Before we discuss racking or layout, we put eyes and core cuts on the existing roof and give the owner a defensible estimate of remaining service life. Everything downstream depends on that number.
This is a roofing judgment, not a solar one, and it is the part of the project a panel vendor is least equipped to call.
The flat-roof inventory here is enormous and underused. Acres of low-slope membrane sit over the Great Southwest Industrial District in Grand Prairie, the I-20 and I-35E logistics product, and the office and flex roofs around Las Colinas and the Telecom Corridor in Richardson.
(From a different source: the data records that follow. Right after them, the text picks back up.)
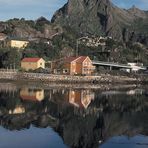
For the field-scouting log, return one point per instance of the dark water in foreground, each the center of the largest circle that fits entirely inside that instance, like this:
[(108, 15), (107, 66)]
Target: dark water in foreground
[(34, 117)]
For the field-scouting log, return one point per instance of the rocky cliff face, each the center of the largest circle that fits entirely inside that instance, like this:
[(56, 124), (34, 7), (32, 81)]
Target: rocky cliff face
[(101, 17)]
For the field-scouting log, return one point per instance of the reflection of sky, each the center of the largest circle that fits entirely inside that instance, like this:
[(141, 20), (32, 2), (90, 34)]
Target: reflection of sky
[(126, 142), (30, 138)]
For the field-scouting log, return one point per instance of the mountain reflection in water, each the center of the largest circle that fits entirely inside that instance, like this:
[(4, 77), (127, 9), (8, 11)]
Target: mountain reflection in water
[(83, 118)]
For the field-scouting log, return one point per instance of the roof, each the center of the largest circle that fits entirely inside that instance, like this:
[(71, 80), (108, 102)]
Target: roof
[(78, 59), (30, 98), (81, 59), (31, 59)]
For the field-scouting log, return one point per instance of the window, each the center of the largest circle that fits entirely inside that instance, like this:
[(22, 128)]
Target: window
[(65, 70)]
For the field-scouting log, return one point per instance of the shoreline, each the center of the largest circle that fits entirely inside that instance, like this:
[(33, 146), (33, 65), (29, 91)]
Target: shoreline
[(68, 79)]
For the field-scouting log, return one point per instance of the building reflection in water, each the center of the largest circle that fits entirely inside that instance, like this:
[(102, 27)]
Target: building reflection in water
[(80, 98), (19, 109), (32, 94)]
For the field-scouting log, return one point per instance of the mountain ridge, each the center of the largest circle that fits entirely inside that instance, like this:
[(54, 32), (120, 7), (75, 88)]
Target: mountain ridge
[(100, 17)]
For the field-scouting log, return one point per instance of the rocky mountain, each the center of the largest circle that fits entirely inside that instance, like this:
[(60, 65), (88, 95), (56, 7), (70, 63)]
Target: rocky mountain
[(102, 17), (21, 28)]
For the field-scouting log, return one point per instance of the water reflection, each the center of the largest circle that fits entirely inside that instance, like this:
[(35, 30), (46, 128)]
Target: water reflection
[(82, 117), (32, 94)]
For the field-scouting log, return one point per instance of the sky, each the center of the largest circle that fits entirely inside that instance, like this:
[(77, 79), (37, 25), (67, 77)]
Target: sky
[(33, 9)]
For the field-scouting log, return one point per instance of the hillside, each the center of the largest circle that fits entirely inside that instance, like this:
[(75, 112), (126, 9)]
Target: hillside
[(101, 17)]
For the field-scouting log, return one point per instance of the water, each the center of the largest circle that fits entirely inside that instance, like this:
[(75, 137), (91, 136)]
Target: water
[(42, 116)]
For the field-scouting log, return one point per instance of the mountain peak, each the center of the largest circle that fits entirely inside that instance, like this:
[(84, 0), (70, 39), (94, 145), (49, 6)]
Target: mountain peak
[(97, 17)]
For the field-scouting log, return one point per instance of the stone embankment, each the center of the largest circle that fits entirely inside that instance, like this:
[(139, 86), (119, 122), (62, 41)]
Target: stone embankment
[(23, 76)]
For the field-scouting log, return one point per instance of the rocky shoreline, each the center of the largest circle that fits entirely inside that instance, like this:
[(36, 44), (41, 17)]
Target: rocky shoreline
[(67, 79)]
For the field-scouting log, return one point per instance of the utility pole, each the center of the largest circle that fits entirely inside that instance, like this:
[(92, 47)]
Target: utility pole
[(77, 47)]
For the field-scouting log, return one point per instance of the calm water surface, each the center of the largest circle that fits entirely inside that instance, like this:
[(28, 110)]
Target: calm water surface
[(39, 117)]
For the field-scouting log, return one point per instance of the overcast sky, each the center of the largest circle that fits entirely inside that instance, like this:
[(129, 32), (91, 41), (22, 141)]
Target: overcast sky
[(33, 9)]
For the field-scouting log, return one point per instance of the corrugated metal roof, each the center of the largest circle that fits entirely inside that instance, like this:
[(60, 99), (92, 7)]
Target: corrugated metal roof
[(31, 59)]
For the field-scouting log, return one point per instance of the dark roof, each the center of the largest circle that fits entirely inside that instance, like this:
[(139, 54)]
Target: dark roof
[(78, 59), (31, 59)]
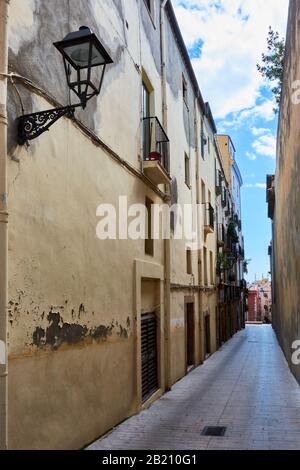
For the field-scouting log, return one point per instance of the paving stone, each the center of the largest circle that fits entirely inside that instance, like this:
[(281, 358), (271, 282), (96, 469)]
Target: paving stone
[(245, 386)]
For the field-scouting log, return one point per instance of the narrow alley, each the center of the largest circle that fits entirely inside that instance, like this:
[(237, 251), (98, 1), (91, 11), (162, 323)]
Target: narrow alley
[(246, 387)]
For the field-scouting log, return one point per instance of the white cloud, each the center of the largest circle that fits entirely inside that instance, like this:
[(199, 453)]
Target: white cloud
[(256, 185), (251, 156), (234, 34), (259, 131), (265, 145)]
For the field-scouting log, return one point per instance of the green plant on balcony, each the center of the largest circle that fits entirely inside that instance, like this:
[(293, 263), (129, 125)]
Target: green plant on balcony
[(245, 265), (222, 262), (232, 233)]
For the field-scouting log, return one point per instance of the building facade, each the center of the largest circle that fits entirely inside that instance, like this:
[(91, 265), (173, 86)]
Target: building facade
[(231, 285), (284, 200), (260, 302), (100, 328)]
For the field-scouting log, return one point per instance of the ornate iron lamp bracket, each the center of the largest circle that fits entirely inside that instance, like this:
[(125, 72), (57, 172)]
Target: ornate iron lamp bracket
[(31, 126)]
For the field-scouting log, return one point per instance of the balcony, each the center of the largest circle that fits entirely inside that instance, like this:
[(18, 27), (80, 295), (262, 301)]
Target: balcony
[(271, 195), (228, 293), (219, 181), (224, 197), (221, 235), (156, 159), (209, 218)]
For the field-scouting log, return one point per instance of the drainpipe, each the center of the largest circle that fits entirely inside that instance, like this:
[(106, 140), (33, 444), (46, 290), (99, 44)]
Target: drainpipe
[(199, 229), (167, 243), (4, 6)]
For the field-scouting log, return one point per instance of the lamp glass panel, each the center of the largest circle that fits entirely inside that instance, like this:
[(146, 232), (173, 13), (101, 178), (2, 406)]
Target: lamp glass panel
[(79, 54)]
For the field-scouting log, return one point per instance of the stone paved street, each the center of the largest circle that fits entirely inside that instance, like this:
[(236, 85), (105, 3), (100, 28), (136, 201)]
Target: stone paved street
[(245, 386)]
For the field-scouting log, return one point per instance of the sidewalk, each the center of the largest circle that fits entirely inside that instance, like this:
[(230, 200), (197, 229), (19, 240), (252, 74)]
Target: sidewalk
[(246, 386)]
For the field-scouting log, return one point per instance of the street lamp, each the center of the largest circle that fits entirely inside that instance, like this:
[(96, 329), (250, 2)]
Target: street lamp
[(83, 56)]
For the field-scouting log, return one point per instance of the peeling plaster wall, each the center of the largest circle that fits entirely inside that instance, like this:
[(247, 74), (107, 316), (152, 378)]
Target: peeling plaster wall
[(286, 243), (73, 331)]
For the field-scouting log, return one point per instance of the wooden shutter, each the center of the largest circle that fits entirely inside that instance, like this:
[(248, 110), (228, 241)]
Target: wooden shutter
[(149, 355)]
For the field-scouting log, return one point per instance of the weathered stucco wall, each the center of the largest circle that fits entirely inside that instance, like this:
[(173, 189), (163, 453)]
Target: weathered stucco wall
[(286, 246), (75, 301)]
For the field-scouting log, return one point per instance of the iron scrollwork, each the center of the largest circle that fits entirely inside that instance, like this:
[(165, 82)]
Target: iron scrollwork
[(31, 126)]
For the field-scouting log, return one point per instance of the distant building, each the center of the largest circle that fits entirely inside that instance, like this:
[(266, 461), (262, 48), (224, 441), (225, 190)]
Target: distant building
[(283, 198), (260, 301)]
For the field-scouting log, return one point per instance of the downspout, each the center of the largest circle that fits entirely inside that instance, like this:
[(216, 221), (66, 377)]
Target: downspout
[(199, 229), (167, 242), (4, 7)]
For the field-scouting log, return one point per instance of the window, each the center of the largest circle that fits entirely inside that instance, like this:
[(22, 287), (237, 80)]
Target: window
[(184, 90), (150, 7), (189, 268), (202, 140), (149, 242), (145, 101), (187, 170), (205, 266), (211, 262), (147, 105), (203, 196)]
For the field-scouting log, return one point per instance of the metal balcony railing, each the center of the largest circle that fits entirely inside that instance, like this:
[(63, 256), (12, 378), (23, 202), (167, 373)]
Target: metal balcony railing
[(156, 146), (209, 216), (221, 234), (224, 197), (228, 293), (219, 182)]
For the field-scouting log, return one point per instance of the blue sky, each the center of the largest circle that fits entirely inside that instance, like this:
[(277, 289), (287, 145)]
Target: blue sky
[(225, 40)]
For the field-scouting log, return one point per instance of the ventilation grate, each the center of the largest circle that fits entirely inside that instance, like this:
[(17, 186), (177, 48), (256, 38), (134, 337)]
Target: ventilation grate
[(214, 431)]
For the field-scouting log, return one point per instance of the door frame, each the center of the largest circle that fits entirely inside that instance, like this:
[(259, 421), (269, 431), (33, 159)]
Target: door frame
[(151, 271), (190, 299)]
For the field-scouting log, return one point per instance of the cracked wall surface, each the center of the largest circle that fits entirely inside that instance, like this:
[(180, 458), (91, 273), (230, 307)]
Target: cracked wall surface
[(286, 243)]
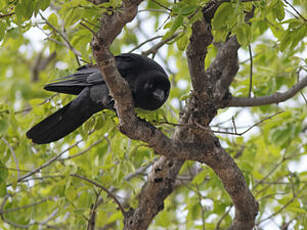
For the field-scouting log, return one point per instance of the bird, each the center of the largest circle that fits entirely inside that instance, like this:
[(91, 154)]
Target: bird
[(147, 80)]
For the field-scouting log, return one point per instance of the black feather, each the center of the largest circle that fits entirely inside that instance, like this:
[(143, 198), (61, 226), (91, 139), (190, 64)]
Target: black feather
[(147, 80)]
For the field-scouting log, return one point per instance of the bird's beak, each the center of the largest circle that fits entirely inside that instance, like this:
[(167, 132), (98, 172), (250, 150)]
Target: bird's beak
[(159, 94)]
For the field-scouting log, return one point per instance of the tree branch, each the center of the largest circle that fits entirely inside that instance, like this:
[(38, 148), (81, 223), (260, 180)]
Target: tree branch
[(266, 100), (187, 143)]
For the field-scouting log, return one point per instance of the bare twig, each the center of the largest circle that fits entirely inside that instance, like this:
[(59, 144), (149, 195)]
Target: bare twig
[(159, 4), (6, 15), (82, 152), (284, 206), (88, 28), (104, 189), (67, 42), (14, 156), (222, 218), (46, 164), (25, 206), (154, 49), (266, 100), (92, 218), (235, 133), (143, 43), (251, 71), (296, 11)]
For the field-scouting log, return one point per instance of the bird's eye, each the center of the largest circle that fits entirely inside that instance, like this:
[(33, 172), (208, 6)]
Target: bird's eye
[(148, 85)]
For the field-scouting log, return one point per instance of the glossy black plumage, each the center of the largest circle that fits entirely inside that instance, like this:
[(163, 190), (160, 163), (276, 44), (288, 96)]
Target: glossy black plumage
[(148, 82)]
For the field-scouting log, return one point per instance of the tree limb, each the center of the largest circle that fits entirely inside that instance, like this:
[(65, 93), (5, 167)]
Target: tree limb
[(266, 100), (186, 144)]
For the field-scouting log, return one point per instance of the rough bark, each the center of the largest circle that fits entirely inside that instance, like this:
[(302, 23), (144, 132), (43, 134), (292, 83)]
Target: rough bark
[(210, 92)]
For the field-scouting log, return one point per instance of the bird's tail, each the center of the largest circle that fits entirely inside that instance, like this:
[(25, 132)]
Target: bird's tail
[(63, 121)]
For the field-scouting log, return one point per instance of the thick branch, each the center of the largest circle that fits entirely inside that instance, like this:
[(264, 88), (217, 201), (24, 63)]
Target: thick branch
[(201, 37), (266, 100), (187, 143), (224, 67)]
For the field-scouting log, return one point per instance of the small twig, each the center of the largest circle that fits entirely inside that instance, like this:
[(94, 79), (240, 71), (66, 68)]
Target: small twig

Many of these buildings run heavy daytime loads, refrigeration, manufacturing, server rooms, and that demand profile lines up neatly with peak rooftop production. Add the federal investment tax credit, accelerated depreciation, and the demand-charge structure on Oncor-served commercial accounts, and the payback math gets attractive. But every bit of that math collapses if the roof has to come out early, which is why we keep dragging the conversation back to membrane condition.
There are two attachment philosophies on a low-slope commercial roof, and each loads the membrane differently.
Ballast trays and concrete blocks hold the array by weight alone and leave the membrane unpunctured, which is why they dominate on flat Dallas roofs. The constraint is dead load. Panels, rails, and ballast add up fast, and a lot of the older tilt-wall and bar-joist structures in this market were never engineered with much reserve capacity. A structural review has to confirm the building can carry it. We also verify the slip sheets and protection pads can absorb the concentrated point loads under each ballast foot without abrading the membrane over years of thermal movement.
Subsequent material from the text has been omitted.